Isto coincide com os resultados de uma pesquisa mais ampla, publicada em 2017 na revista Agroecology and Sustainable Food Systems, realizada por pesquisadores da Universidade Nacional Autônoma do México (UNAM) e a Universidade Autônoma Metropolitana (UAM), Elena Álvarez-Buylla, Emmanuel Ortega, Alma Piñeyro e outros, que mostrou que 90 por cento das tortillas [a comida popular mexicana] industriais da região do Valle de México, contém vestígios de transgênicos, em muitas também de glifosato. Além disso, o agrotóxico é onipresente em cereais, petiscos, farinhas e outros produtos industrializados de milho.

As ações contra a Bayer-Monsanto não deveriam demorar também no México. Deve-se exigir também que a Comissão Federal para a Proteção contra Riscos Sanitários (Cofepris) reverta sua decisão absurda de permitir que estes produtos cheguem ao consumo. 

Ao mesmo tempo, outra tempestade está avançando contra a Bayer-Monsanto nos Estados Unidos, por causa das novas variedades transgênicas que exigem o uso de um outro herbicida ainda mais tóxico: o dicamba. É tão tóxico que, além de ervas, está matando os cultivos e árvores frutíferas dos vizinhos. Já foram iniciadas várias ações coletivas contra a Bayer-Monsanto, que agora irá enfrentar nas cortes centenas de agricultores. 
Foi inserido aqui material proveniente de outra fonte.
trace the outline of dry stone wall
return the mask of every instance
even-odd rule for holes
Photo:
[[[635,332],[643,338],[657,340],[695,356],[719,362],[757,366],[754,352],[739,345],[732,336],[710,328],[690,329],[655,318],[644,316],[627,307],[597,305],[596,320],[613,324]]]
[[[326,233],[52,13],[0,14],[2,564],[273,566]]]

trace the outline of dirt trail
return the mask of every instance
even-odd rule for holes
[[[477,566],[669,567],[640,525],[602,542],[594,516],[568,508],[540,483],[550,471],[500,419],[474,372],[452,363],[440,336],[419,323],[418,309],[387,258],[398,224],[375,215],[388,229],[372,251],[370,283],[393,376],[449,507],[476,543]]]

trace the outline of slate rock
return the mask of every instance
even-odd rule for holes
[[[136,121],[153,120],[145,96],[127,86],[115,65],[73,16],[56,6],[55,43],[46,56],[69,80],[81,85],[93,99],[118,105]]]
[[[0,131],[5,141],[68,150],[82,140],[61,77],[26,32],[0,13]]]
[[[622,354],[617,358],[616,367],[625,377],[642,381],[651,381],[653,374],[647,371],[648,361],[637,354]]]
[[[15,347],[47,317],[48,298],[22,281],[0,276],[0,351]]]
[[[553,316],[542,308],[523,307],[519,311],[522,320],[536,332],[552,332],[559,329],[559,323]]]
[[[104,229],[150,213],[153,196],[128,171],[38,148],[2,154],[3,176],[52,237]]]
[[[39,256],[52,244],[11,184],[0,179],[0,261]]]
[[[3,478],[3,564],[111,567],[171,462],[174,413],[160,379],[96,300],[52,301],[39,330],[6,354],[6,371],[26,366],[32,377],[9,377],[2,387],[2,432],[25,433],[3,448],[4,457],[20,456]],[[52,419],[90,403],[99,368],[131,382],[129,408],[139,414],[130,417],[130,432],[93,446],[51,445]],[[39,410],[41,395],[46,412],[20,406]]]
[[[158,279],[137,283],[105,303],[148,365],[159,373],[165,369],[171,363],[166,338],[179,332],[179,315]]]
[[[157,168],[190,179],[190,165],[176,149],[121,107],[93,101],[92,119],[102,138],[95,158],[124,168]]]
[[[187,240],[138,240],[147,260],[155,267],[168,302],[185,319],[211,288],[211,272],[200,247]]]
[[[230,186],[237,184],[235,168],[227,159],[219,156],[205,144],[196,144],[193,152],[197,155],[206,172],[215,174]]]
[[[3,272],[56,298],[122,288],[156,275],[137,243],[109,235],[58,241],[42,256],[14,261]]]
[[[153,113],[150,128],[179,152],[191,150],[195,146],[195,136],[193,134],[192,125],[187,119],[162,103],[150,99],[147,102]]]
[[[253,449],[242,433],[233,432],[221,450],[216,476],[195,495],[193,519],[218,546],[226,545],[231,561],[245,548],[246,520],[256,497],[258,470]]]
Tudo isto questiona seriamente tanto o glifosato e o dicamba, quanto os transgênicos, por ser a tecnologia que permitiu aumentar de forma exponencial o uso de agrotóxicos e por ter acelerado a resistência nas plantas espontâneas. E, mais ainda, é urgente questionar a própria agricultura baseada no uso de agrotóxicos, que tem sido devastadora para a saúde e o ambiente, e nem sequer cumpriu com seu suposto objetivo: a metade da população mundial sofre a fome ou deficiências nutricionais. Teremos que esperar mais mortes por glifosunato, 2-4 d e outros venenos da Bayer, Basf e companhia, para ter que acabar com esta ideia absurda de colocar tóxicos nos alimentos? Por que aceitar que o ônus da prova deve continuar com os camponeses, trabalhadores e consumidores, quando somos nós que estamos colocando em risco a saúde e até a vida, enquanto as grandes empresas de agronegócios continuam devorando lucros?